History is a tireless ironist: We think of Belfast as a battleground driven by religious prejudice, where Protestants, obsessed with retaining their collective British identity, are pitted against a Catholic minority. How startling, then, to hear the poet Nandi Jola announce, "Belfast said No/It said our ports are not open to the slave trade/It will not handle slave goods." This, apparently, was in 1798. To drive home the point, Douglass, who seemingly found a second home in Belfast, is quoted as saying, "I was remembering the almost constant singing among slaves in the South as they worked, the deep melancholy of the wild notes. Then my memory leapt back to Ireland. I have never heard any songs like those anywhere since I left slavery, except when in Ireland, when I heard the same whaling notes. I was much affected by them."

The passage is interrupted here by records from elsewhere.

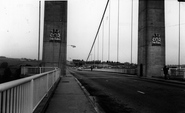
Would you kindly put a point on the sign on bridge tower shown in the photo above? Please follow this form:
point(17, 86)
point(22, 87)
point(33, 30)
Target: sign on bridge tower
point(151, 38)
point(55, 34)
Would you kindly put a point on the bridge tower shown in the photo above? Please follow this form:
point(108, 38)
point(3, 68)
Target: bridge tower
point(55, 34)
point(151, 38)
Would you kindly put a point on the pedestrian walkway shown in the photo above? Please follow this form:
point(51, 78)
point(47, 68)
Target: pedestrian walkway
point(69, 98)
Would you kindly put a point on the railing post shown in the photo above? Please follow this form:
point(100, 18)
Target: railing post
point(31, 96)
point(40, 70)
point(47, 86)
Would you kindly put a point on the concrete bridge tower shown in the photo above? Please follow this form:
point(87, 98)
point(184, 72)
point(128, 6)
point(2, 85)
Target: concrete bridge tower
point(151, 38)
point(55, 34)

Was Douglass the first intersectionalist? That's a thought, one of many guaranteed to destabilize our received ideas about race, colonialism, and nationalism. Indeed, North Star is best enjoyed as a meditation on identity and the meaning of home in an increasingly globalized world. Conceived and directed by Kwame Daniels in the wake of anti-immigrant protests in Belfast, followed by an enormous counterdemonstration, it is informed by Douglass' ringing words: "I am not a slave. I am not their property. I am a man born to be free. I am not a slave. I am not their property. I am a man born to be free."

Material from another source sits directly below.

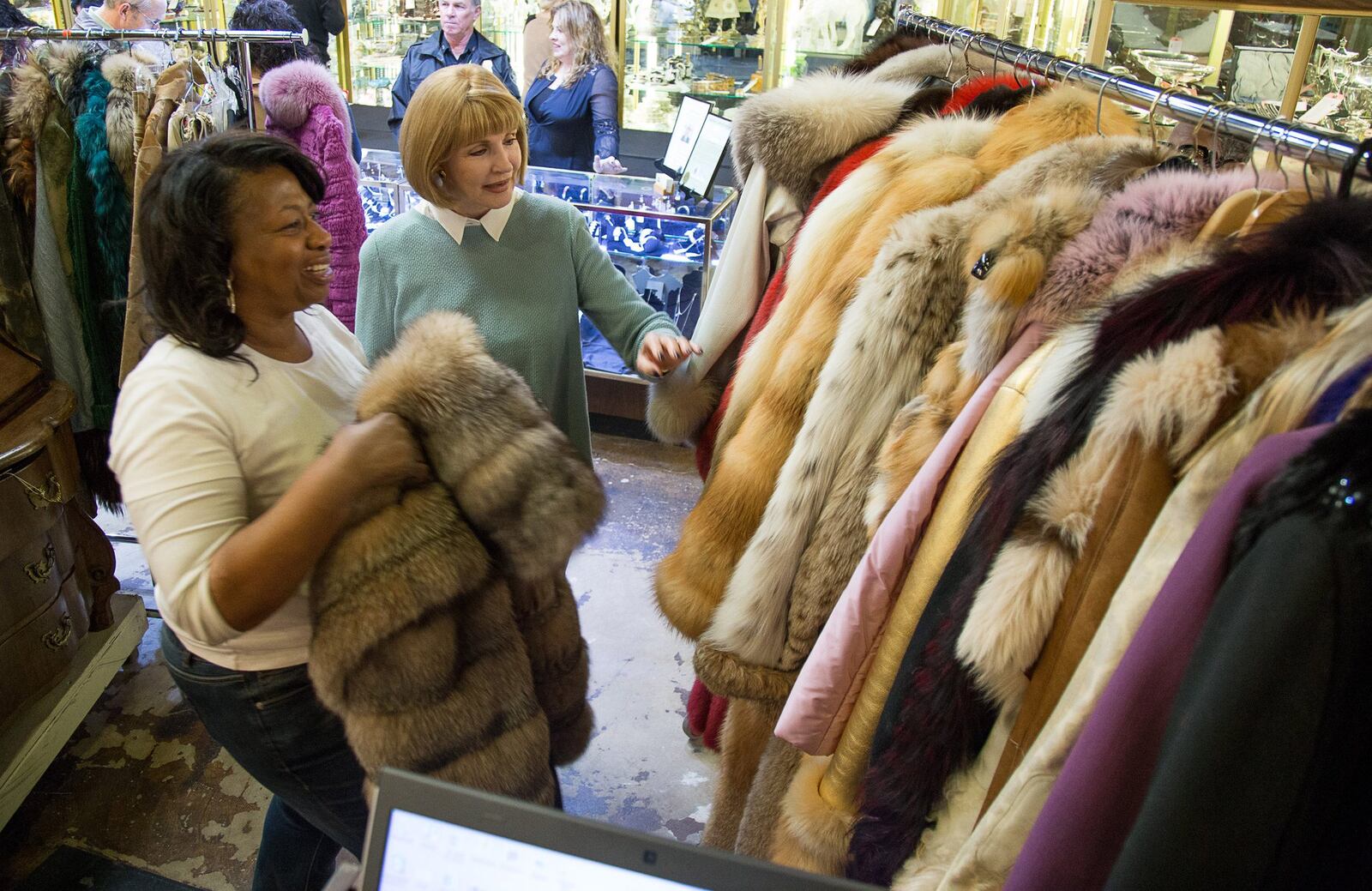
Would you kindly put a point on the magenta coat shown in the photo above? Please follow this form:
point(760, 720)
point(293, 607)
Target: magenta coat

Tying it all together is the music composed by various members of the creative team, most of it in a vein that calls to mind Quincy Jones, Herbie Hancock, and maybe just a touch of Isaac Hayes. The onstage choir is frequently ecstatic, featuring several rousing solos. The band, paced by Kaidi Tatham's restless keyboards and Rick Swann's electrifying trumpet work, is flawless. Providing an obligato to these seductive melodies are the words of immigrant students in Belfast. ("Trying to make new friends, I'm petrified, nobody thinks I'm verified," notes one, while a young woman from the Philippines insists, sadly, that Belfast is nothing like home to her.) Also weighing in, live onstage, are New York teenagers of various backgrounds, offering their plaintive, plainspoken thoughts on life in the melting-pot city. One of them notes, "Your family can be taken from you by ICE or through bad accidents. This home is an emotional rollercoaster because of the memories it contains, where I felt the happiest and the saddest memories that always come back, good or bad."

Does this grab of elements hang together? Possibly not. Not everyone will enjoy the standing-room-only format, although some mezzanine seating is available. Also, the sound balance is not always ideal, with singer-songwriter Winnie Ama and hip-hop artist OneDa, who occupy small B stages in the audience area.

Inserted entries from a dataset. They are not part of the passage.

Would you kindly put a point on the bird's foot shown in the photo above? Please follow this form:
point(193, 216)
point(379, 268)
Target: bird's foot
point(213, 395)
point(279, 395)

But the music is unfailingly gorgeous; James Cunningham's projections include, among other things, fascinating historic images of Douglass, New York, and Belfast, as well as American civil rights protests and a parade of famous faces that includes Rosa Parks, Billie Holiday, and James Baldwin; and Aimee Williamson's lighting directs our attention with seamless skill. The personal testimonies have the ring of authentic experience transformed by poetry. And, among other things, one is left with the fascinating thought that the young people of Belfast constitute a cosmopolitan generation who have moved on from The Troubles that so long plagued their country, focusing instead on questions of identity and citizenship. It's a powerful reminder that, no matter what, the world keeps turning.

Even if it gets a little misty at times, North Star is highly enjoyable, even as it challenges us to think harder about the injustices undergirding today's world. More to the point, it tells you something important about the Irish Arts Center. With that name, it could coast on the greatest hits of the old country's culture -- Shaw, Wilde, O'Casey, Friel, et. al. -- but instead it is dedicated to bringing to New York the full range of the country's vital contemporary culture. It's a gift for us all.